UK beer sales hit highest level in 45 years

Here's some good news that defies the beer-is-in-decline doomsayers: the British Beer & Pub Association 2018 Beer Barometer reports total beer sales across the UK on- and off-trade are up 2.6% compared to 2017.

Off-trade sales were strongest, at 4.7%, while on-trade sales rose 0.1%. That's the biggest year-on-year growth in beer sales in 45 years. 

Although the year got off to a rocky start, increased beer sales in Q2 and Q3 2018 were driven by the success of England at the World Cup, which saw the national team reach the semi-finals of the tournament, driving footfall in pubs where fans watched the games.

Increased beer sales in Q2 and Q3 2018 were also driven in part by good weather, which encouraged people to get out and visit their local, making full use of the pub garden.

Sales also received a boost when the UK government froze the beer tax in the 2018 Autumn Budget.

The Association noted: "Although the World Cup was a welcome boost to pubs this year, leading to a notable increase in beer sales, it only comes around once every four years. This means pubs cannot rely on it for growth.

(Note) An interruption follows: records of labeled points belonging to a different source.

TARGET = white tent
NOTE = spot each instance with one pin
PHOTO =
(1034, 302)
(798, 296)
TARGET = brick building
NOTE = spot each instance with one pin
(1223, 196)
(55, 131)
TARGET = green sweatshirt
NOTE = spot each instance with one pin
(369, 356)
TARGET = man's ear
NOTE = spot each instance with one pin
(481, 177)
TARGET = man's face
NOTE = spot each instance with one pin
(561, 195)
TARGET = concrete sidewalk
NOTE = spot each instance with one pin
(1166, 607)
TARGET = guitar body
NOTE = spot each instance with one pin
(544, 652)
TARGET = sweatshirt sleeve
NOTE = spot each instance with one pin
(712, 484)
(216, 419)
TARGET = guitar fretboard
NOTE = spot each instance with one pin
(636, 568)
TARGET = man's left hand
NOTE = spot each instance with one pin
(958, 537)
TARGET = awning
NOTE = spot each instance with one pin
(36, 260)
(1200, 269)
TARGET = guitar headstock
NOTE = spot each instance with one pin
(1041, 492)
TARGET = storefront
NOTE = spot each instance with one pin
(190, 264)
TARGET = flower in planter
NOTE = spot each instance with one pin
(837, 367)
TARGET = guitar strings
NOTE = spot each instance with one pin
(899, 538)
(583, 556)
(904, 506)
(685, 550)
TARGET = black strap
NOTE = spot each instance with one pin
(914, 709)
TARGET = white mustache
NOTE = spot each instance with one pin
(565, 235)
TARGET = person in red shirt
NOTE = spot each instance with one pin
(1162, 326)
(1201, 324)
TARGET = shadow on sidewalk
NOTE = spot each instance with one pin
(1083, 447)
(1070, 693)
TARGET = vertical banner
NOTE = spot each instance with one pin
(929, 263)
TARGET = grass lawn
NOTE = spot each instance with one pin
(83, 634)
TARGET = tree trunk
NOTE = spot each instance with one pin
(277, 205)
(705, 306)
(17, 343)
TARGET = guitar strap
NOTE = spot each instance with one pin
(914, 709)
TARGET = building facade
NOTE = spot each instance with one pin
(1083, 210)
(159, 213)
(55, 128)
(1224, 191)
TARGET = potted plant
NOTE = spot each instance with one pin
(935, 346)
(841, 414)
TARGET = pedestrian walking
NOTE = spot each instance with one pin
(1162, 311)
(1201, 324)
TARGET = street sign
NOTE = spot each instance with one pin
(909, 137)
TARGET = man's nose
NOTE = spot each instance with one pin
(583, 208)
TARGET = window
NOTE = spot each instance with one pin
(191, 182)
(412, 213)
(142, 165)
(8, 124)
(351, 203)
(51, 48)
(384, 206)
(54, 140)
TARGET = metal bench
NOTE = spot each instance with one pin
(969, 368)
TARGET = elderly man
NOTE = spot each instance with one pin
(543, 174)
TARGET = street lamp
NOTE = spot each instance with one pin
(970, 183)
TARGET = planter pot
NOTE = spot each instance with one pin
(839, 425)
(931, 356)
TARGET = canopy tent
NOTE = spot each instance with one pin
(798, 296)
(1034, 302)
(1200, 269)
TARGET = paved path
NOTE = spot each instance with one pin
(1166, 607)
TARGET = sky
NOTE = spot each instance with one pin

Good weather cannot be relied on by pubs or off trade businesses to boost beer sales either.

"The Chancellor’s decision to freeze beer duty in his most recent Budget was therefore very welcome and appears to have had an immediate impact on the industry, with beer sales increasing in Q4 2018. In particular, pubs benefited from a strong end to 2018 with beer sales growing by 2.2% in Q4 2018 compared to the same period in 2017. This was the first time Q4 beer sales grew in the on trade since 2011."

Brigid Simmonds, Chief Executive of British Beer & Pub Association, said it had been a good year for beer and pubs.

“Considering the heavy cost burdens the industry faces from high beer duty, business rates and rising costs in general, it’s great to see beer sales doing the best they have for some years,” she said.

“This shows just how important reducing the beer tax burden is to boosting sales of beer and helping pubs with their footfall,” she said. “As the UK’s alcoholic drink of choice, which continues to have a much bigger, positive impact on the UK economy than any other drink, it is important that beer continues to do well and that the Chancellor continues to support pubs.”